João viu o mar. Mar imenso, desmedido. João viu que o mar era bom. João se atirou ao mar. O mar sirênico, sedutor. O mar terrível e edificante. O mar misterioso e inconsútil. O mar de Melville e Conrad. O mar que banha a Grécia. O mar da Galileia. As lágrimas de Portugal.

João entregou-se às ondas. “Não vá para perto da água!” João deixou-se enterrar na areia. Bebeu a água do mar. Sofreu o mar, sorveu-o. Com o prazer e a alegria do bebê que mama pela primeira vez. Com a ansiedade do passarinho que aguarda a mãe voltar ao ninho.

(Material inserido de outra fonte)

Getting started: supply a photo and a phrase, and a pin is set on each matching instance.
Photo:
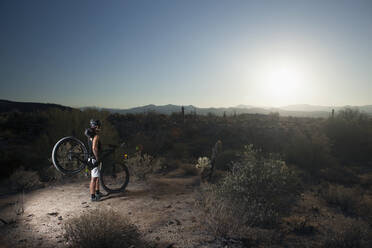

A tertúlia de João com o movimento das ondas. A força de João e a fraqueza do mar. O mar bíblico e tenebroso, de uma beleza que nem Adônis pôde mensurar. O mar que devolveu Jonas e Pinóquio, mas que engoliu Guma. O mar refletido nos olhos de ressaca de Capitu. O mar das redes abarrotadas de cento e cinquenta e três grandes peixes. O mar calcado pelos pés do Mestre. Indomável mar de vidro condensando a voz de todos os sábios e profetas. O oceano apocalíptico.

João que nunca viu o mar. João dos alfabetos e desenhos. João que nunca quis ser padre. João baterista, dos esqueletos, do Minecraft, do Homem-Aranha, dos dinossauros. João de Roncalli. João de Woytila. Aquele que Jesus amava. Indigno de desatar as correias das sandálias.

João inocente, o mar, virgem. A praia, um céu; as areias, um templo; o mar, uma divindade. João, ungido pelo sal, fazia de si mesmo um santo.

João é muito maior do que o mar.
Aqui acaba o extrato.